BALab seminars — Analytical database execution engines, vectorization, and Amazon Redshift applications

Abstract

Query execution engines for analytics are continuously adapting to the underlying hardware in order to maximize performance. Wider SIMD registers and more complex SIMD instruction sets are emerging in mainstream CPUs and new processor designs such as the many-core Intel Xeon Phi CPUs that rely on SIMD vectorization to achieve high performance per core while packing a greater number of smaller cores per chip. In the database literature, using SIMD to optimize stand-alone operators with key–rid pairs is common, yet the state-of-the-art query engines rely on compilation of tightly coupled operators where hand-optimized individual operators become impractical. In this article, we extend a state-of-the-art analytical query engine design by combining code generation and operator pipelining with SIMD vectorization, and show that the SIMD speedup is diminished when execution is dominated by random memory accesses. To better utilize the hardware features, we introduce VIP, an analytical query engine designed and built bottom-up from pre- compiled column-oriented data-parallel sub-operators and implemented entirely in SIMD. In our evaluation using synthetic and TPC-H queries on a many-core CPU we show that VIP outperforms hand-optimized query-specific code without incurring the runtime compilation overhead, and highlight the efficiency of VIP at utilizing the hardware features of many-core CPUs.

Amazon Redshift is a fast, fully managed, petabyte-scale data warehouse solution that makes it simple and cost-effective to efficiently analyze large volumes of data using existing business intelligence tools.
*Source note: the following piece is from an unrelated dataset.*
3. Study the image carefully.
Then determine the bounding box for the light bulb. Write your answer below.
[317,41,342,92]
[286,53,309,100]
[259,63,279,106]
Since launching in February 2013, it has been Amazon Web Service's (AWS) fastest growing service, with many thousands of customers and many petabytes of data under management. Amazon Redshift's pace of adoption has been a surprise to many participants in the data warehousing community. While Amazon Redshift was priced disruptively at launch, available for as little as $1000/TB/year, there are many open-source data warehousing technologies and many commercial data warehousing engines that provide free editions for development or under some usage limit. While Amazon Redshift provides a modern MPP, columnar, scale-out architecture, so too do many other data warehousing engines. And, while Amazon Redshift is available in the AWS cloud, one can build data warehouses using EC2 instances and the database engine of one's choice with either local or network-attached storage.

Orestis Polychroniou is a senior software engineer at Amazon Web Services working on the core query execution performance of Amazon Redshift. Before joining Amazon he did his PhD with Kenneth A. Ross at Columbia University on modern databases with his PhD thesis focusing on analytical query execution optimizations optimized for all layers of modern hardware. His research has ~500 citations.